2011 play created by Gillian Slovo

The Riots is a play created by Gillian Slovo from spoken evidence, which explains and evaluates the events that took place during the 2011 England riots. The play is written in the style of verbatim theatre using interviews from politicians, police, rioters and victims involved in the riots. The Riots first opened at the Tricycle Theatre in Kilburn on 22 November 2011, after previewing from 17 November 2011.

==Context==
On 6 August 2011 rioting broke out in Tottenham, London in reaction to the death of Mark Duggan, who was shot dead by a police officer on 4 August. Over the next four nights the rioting spread, affecting other areas of London and the rest of England. Serious rioting, looting, assault, and damage to property and businesses took place in cities all over England. Less than two weeks after the initial rioting on 6 August, police forces throughout England had made nearly 3,000 arrests. The government refused to hold a full public enquiry into the causes of the rioting. Nicolas Kent, artistic director of The Riots, contacted Gillian Slovo only days after the rioting began and together they created a dramatic response to these terrible events, which they claimed would answer some questions.

==Overview==
The Riots is staged in two-halves. The first half gives a thorough and vivid image of how the riots unfolded and spread from city to city. This is told through witness accounts from rioters, police officers, onlookers and local residents, in particular Mohamed Hammoudan, whose house was burnt down. The second half reflects on the riots, using interviews from politicians, rioters, police, teachers, community leaders, lawyers and social workers, analysing why the riots occurred, for what reasons and how society and the government can learn from them.

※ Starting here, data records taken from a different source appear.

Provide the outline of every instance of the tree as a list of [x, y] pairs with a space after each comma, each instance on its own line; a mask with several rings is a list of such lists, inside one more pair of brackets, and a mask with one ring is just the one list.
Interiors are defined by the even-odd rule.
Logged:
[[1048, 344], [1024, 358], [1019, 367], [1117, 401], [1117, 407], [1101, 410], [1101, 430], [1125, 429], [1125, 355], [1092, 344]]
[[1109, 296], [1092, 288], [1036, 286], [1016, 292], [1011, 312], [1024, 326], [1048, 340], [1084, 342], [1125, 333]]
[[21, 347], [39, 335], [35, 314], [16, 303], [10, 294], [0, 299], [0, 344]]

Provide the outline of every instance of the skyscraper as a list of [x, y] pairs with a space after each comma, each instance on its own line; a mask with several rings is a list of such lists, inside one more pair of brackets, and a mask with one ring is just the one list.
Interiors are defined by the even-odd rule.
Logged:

Slovo has compiled a plurality of voices, in an unbiased manner, which describes, discusses and questions the causes of the 2011 England Riots.

==Characters==
- Diane Abbott MP
- HH Judge Robert Atherton
- John Azah
- Camila Batmanghelidjh
- Martin Sylvester Brown
- Dr Barbara Cleaver
- Chief Inspector Graham Dean
- Sergeant Paul Evans
- Iain Duncan Smith MP
- Harry Fletcher
- Judge Andrew Gilbart QC
- Michael Gove MP
- Mohamed Hammoudan
- Simon Hughes MP
- Chelsea Ives
- Owen Jones
- Sadie King
- Superintendent Leroy Logan
- Karyn McCluskey
- John McDonnell MP
- Revs Nims Obunge
- Sir Hugh Orde
- Greg Powell
- Jacob Sakil
- Stafford Scott
- David Swarbrick
- Inspector Winter
- Man 1
- Man 2
- Man 3

==Original cast==
The original cast consisted of fourteen actors playing 30 characters: Michele Austin, Sarah Ball, Kingsley Ben-Adir, Grant Burgin, Christopher Fox, Rupert Holliday Evans, Clementine Marlowe-Hunt, Okezie Morro, Cyril Nri, Tom Padley, Alan Parnaby, Selva Rasalingam, Steve Toussaint and Tim Woodward.

==Transfer==
After a sell out show and 4 star reviews from major newspapers including The Guardian and The Daily Telegraph the production of The Riots closed at the Tricycle Theatre on 10 December 2011. The Riots transferred to the Bernie Grant Arts Centre in Tottenham from 4–14 January 2012.